3.5 Sums of independent random variables

The following definition gives the law of the sum of independent random variables in terms of their laws.

Definition 3.21

Let \(\mu\) and \(\nu\) be probability measures on \(\mathbb{R}.\) The convolution of \(\mu\) and \(\nu\) is the probability measure \[\mu * \nu :=p_*(\mu \otimes \nu)\,,\] where \(p(x,y) :=x + y.\)

Remark 3.22

This definition is a generalisation of the usual convolution of functions that you have learned in analysis. Indeed, suppose that \(\mu\) and \(\nu\) both have densities, i.e. \(\mu(\mathrm dx) = f(x) \, \mathrm dx\) and \(\nu(\mathrm dx) = g(x) \, \mathrm dx.\) Then we have \((\mu * \nu)(\mathrm dx) = h(x) \, \mathrm dx,\) where \[h(x) = \int f(x - y) \, g(y) \, \mathrm dy\,.\] The right-hand side is also usually denoted by \(f * g\) and it is called the convolution of \(f\) and \(g.\) To verify this assertion, take a nonnegative measurable function \(\phi\) and calculate, using Definition 3.21, \[\int \phi(x) \, (\mu * \nu)(\mathrm dx) = \int \phi(x + y) \, f(x) \, g(y) \, \mathrm dx \, \mathrm dy = \int \phi(x) \, f(x - y) \, g(y) \, \mathrm dx\, \mathrm dy\] as desired, where in the last step we used the change of variables \(x \mapsto x - y.\)

Remark 3.23

If \(X\) and \(Y\) are independent random variables then clearly \(\mathbb{P}_{X+Y} = \mathbb{P}_X * \mathbb{P}_Y.\) Moreover, \(\mathop{\mathrm{Var}}(X+Y) = \mathop{\mathrm{Var}}(X) + \mathop{\mathrm{Var}}(Y).\)

Next, we state a weak version of the most famous result in probability theory: the law of large numbers. It states that the average of a large number of independent copies of a random variable is close to its expectation. The following result is known as the weak law of large numbers because it falls short of the best possible statement, for two reasons: the assumption \(X_n \in L^2\) can be weakened to \(X_n \in L^1,\) and the convergence in fact holds almost surely instead of just in \(L^2.\) Later on, we shall see how to remedy both issues.

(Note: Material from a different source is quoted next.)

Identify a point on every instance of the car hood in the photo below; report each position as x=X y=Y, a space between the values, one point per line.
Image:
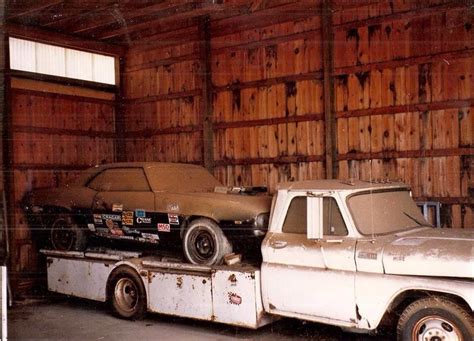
x=217 y=206
x=431 y=252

The weak law has the advantage that it is very easy to prove.

Proposition 3.24 • Weak law of large numbers

Let \((X_n)_{n \geqslant 1}\) be independent random variables in \(L^2\) with the same law. Then \[\frac{1}{n} (X_1+ \cdots + X_n) \overset{L^2}{\longrightarrow} \mathbb{E}[X_1]\,.\]

Proof. The proof is a simple computation using Remark 3.23: \[\begin{gathered} \mathbb{E}\Biggl[\biggl(\frac{1}{n}(X_1 + \cdots + X_n) - \mathbb{E}[X_1]\biggr)^2\Biggr] = \mathop{\mathrm{Var}}\biggl(\frac{1}{n} (X_1 + \cdots + X_n)\biggr) \\ = \frac{1}{n^2} \mathop{\mathrm{Var}}(X_1 + \cdots + X_n) = \frac{1}{n^2} (\mathop{\mathrm{Var}}(X_1) + \cdots + \mathop{\mathrm{Var}}(X_n)) = \frac{1}{n} \mathop{\mathrm{Var}}(X_1)\,. \end{gathered}\]

Note that, for this proof to work, it in fact suffices that the random variables \((X_n)\) be uncorrelated (i.e. \(\mathop{\mathrm{Cov}}(X_n, X_m) = 0\) for \(n \neq m\)) instead of requiring independence (recall Remark 3.13 (ii)).

The following is a nice application of the law of large numbers to polynomial approximation in numerical analysis.

Example 3.25 • Polynomial approximation

The problem of polynomial approximation is one of the classical problems in numerical analysis: Suppose that we are given the values of an unknown function \(f\) at \(n+1\) points. How do we approximate \(f\) with a polynomial of degree \(n\)?

To be more precise, let \(f\) be continuous on \([0,1].\) Define the Bernstein polynomial \[f_n(x) :=\sum_{k = 0}^n \binom{n}{k} x^k (1 - x)^{n-k} f \biggl(\frac{k}{n}\biggr)\,.\] Then we claim that \(f_n\) converges to \(f\) uniformly on \([0,1].\)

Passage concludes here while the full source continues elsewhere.